Si la carrière d'éditeur de ce bibliophile et imprimeur français fut très courte aux Pays-Bas, sa carrière de collectionneur fut longue et mouvementée. Sa bibliothèque fut finalement vendue aux enchères en 1996 à Christie's, à Londres (ce n'était pas la première fois que ses livres étaient mis en vente). Il s'agissait, en 1996, principalement de livres écrits en anglais, mais à l'origine, sa collection se composait en majeure partie de littérature française, qu'il collectionnait depuis longtemps avec un grand soin.
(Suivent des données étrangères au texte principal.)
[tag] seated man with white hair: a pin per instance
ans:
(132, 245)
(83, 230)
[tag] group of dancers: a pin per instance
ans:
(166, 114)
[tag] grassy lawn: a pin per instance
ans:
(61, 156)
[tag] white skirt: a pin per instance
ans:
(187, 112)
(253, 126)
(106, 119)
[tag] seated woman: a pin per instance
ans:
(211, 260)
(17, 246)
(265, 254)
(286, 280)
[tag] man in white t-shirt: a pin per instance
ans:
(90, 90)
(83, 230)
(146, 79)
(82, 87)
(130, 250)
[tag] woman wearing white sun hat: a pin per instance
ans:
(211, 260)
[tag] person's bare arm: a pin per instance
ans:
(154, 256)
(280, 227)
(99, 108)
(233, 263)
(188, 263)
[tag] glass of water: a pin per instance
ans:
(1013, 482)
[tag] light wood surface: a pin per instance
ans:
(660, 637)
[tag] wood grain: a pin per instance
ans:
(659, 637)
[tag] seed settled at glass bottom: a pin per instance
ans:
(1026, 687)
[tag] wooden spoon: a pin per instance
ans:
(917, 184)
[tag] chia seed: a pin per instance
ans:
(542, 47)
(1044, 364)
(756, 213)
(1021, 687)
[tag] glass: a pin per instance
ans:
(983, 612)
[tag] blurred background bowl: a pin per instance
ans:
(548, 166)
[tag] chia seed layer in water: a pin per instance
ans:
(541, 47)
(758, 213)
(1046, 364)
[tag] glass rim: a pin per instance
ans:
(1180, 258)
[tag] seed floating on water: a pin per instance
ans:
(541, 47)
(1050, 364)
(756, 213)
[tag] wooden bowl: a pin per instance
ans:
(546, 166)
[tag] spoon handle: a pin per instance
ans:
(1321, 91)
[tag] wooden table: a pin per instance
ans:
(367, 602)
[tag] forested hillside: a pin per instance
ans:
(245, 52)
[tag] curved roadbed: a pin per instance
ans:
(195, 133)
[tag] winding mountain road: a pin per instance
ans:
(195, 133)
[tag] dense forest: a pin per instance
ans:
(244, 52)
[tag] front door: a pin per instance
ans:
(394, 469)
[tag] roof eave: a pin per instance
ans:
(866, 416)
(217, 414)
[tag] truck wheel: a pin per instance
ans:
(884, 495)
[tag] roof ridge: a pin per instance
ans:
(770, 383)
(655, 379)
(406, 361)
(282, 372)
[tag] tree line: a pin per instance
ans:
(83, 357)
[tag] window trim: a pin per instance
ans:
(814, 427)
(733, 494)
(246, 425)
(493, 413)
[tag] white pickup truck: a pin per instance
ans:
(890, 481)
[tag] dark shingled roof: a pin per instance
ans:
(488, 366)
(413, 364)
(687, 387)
Certains exemplaires furent imprimés spécialement pour lui et dotés par l'auteur d'une dédicace autographe personnelle. Juste avant la Seconde Guerre mondiale, il en vendit un grand nombre, quelques uns de ces livres étant achetés à Paris par Louis Koopman. Ce dernier les présenta de nouveau aux auteurs, qui, parfois avec une certaine hargne envers Gondrexon, écrivirent, sous l'originale, une nouvelle dédicace adressée à Koopman. Ainsi, Charles Vildrac émit l'espoir que Koopman trouvât un bon endroit pour le livre. François Mauriac, peu amusé, plaça à côté de sa première dédicace, un point d'exclamation derrière le nom de Gondrexon, le 'supposé ami des livres', et René Arcos, dont Gondrexon vendit un manuscrit de 119 pages, fit une allusion au 'fana affectionné'. Par ailleurs, nous ignorons pourquoi Gondrexon se débarrassa d'une partie de sa collection vers 1937.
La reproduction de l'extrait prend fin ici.